ICA Ambassador to Brazil, André Luís da Silva

ICA Ambassador Reports,

Overview of the Brazilian Gemstone Mining Industry

By ICA Ambassador to Brazil

André Luís da Silva, Empire Industries Ltd., March 2018

The gemstone mining industry in Brazil has been facing a number of issues over the last couple of years. Primary among them is the uncertainly about mining with no clear policy on the government’s part. This has resulted in a decrease in the number of mining permits and exploration licenses, which has, in turn, led to a reduction in investment and an increase in legal actions.

Environmental protection questions are the main cause of these judicial actions. Disputes with governmental supervisory agents about operations have often led miners to take their cases to court.

The reduction in permits has also resulted in a decrease in the number of Brazilian gems hitting the global marketplace. And, a decrease in quantity has sometimes caused an increase in price, such as is the case with Imperial topaz and rhodonite.

Discussions about a new national mining act are continuing with no precise timeframe for a conclusion. We believe nothing concrete will be decided until at least 2019, in light of the national electoral calendar. Yet, we expect in 2018 some new artisanal & small-scale mining regulations that will encourage small-scale miners to adjust to new regulations.

In light of the issues facing the Brazilian gem sector, production has seen ups and downs, with overall production only average.

We spoke with some gem miners on the state of the industry. Their opinions are below.

Aquamarine – small production, mainly because of environmental concerns.

Tourmaline – some production with little exploitation.

Imperial topaz – small production from alluvial sites, but almost none from the mines.

Rhodonite – almost no production.

Paraiba Tourmaline – very little production of quality rough, although 3 to 5 carats are found.

Emerald – Belmont reports very good production at its Itabira mine. Bahia and Nova Era regions indicate very low productions while Goias reports small findings.

Amethyst and Citrine – regular production in the southern part of Brazil.’

Although gemstone production is not at its historical high, the current level of inventory seems enough to meet regular demand. Price spikes may occur if the demand for a specific Brazilian gemstone increases dramatically, but we do not believe this will happen as the market can also self-regulate.

We should also mention that Brazilian dealers are increasing business with African miners, and thus are becoming suppliers of African aquamarines and tourmalines, especially Paraiba-like tourmaline from Africa.

Brazilian jewelry designers are also investing abroad.

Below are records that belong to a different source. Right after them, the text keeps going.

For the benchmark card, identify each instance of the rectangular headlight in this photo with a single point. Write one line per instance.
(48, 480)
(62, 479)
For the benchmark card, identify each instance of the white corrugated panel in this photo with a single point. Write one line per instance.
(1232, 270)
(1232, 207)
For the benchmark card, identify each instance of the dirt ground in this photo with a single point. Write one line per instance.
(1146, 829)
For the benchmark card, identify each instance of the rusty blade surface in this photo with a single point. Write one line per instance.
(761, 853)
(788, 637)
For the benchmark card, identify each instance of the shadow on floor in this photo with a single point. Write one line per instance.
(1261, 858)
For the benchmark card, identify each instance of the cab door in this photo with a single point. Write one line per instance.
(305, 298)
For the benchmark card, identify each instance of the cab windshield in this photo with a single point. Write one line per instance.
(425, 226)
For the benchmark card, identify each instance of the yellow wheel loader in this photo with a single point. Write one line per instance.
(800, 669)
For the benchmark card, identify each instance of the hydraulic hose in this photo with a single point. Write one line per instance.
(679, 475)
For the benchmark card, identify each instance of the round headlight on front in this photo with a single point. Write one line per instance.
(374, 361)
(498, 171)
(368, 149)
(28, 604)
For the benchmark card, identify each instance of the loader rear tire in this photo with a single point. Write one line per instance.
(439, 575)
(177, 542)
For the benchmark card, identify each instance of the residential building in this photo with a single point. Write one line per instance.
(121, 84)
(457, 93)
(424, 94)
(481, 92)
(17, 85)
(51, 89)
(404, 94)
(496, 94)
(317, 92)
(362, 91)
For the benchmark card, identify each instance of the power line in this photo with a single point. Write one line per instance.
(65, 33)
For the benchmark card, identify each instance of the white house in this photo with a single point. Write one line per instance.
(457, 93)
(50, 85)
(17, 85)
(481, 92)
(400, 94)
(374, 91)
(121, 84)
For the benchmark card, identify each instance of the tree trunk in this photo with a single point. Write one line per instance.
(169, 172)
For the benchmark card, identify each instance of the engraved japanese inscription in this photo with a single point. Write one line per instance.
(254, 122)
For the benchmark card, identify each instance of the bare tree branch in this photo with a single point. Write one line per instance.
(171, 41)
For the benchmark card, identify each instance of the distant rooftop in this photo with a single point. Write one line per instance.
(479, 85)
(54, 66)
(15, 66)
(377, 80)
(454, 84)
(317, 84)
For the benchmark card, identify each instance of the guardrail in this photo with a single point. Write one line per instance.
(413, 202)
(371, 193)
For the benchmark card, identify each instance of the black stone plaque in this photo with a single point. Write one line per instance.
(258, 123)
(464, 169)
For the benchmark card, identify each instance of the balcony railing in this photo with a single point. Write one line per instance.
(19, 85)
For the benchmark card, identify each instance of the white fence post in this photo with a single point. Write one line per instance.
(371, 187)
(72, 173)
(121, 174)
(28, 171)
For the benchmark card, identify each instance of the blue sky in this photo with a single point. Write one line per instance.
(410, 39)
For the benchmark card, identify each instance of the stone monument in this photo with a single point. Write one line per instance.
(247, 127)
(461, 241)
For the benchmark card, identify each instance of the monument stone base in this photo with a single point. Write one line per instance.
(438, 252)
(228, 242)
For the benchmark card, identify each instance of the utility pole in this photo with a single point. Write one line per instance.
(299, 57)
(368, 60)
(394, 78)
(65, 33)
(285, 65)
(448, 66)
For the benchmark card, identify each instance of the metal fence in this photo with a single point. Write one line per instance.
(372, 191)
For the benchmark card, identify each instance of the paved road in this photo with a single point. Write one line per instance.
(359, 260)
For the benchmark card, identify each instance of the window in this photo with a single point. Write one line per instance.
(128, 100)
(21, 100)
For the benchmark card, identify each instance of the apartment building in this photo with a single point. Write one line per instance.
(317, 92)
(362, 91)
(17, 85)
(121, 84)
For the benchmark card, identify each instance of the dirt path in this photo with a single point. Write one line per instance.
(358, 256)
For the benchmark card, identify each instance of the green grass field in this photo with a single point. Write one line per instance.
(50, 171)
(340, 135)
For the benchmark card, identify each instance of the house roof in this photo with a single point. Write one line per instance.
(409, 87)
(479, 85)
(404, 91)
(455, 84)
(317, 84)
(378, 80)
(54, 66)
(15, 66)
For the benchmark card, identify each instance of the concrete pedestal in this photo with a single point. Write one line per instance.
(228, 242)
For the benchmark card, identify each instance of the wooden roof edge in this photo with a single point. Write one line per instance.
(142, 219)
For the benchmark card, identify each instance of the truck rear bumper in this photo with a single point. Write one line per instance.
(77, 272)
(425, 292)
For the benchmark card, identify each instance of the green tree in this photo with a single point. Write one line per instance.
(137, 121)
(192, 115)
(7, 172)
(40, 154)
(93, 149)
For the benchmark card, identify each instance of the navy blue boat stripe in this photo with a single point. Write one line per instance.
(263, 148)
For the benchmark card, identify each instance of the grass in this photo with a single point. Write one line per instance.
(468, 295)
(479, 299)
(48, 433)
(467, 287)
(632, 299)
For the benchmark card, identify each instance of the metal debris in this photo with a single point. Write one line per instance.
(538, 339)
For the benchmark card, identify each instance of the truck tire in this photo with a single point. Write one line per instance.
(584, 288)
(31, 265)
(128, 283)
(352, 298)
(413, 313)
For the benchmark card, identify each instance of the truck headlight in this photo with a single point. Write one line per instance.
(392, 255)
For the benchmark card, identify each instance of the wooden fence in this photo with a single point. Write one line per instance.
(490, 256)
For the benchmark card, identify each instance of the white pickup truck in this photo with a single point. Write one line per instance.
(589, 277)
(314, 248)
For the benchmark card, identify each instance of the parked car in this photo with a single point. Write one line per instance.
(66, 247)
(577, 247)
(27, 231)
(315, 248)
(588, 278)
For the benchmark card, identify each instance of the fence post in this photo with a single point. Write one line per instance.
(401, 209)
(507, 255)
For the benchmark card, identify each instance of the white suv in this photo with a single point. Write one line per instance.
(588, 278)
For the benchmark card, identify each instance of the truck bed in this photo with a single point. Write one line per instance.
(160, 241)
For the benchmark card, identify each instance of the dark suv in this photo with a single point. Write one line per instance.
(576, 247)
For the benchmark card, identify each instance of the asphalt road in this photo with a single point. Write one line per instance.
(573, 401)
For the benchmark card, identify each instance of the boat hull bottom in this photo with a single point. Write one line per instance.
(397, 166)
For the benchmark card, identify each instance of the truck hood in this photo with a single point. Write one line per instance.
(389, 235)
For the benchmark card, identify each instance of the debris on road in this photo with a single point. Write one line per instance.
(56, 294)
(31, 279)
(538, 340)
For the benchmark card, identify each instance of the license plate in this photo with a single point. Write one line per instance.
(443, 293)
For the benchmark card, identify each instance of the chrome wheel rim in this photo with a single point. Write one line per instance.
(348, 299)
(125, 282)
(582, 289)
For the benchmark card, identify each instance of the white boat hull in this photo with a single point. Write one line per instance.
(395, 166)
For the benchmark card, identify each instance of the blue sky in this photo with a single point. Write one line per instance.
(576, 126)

Two top designers are exploring international opportunities through their own outlets in England and in partnership to sell their goods on cruise lines.

Meanwhile, the global jewelry brands are keeping their boutiques in Brazil, generally promoting the Big Three and diamonds. Yet, some are featuring Brazilian gems in certain collections that are aimed at foreign tourists.

The general feeling in Brazil is that 2018 will demand hard work for miners and dealers, but that both groups are committed and ready to face any future challenges so that they can continue to deliver excellent precious gemstones to the marketplace.

Thanks to efforts by ICA, IBGM and the various marketing efforts by some dealers, there is growing interest among consumers for colored gems, which include our beautiful Brazilian stones.

We also extend our heartfelt congratulations to our fellow Brazilian, Clement Sabbagh, who is now the ICA president.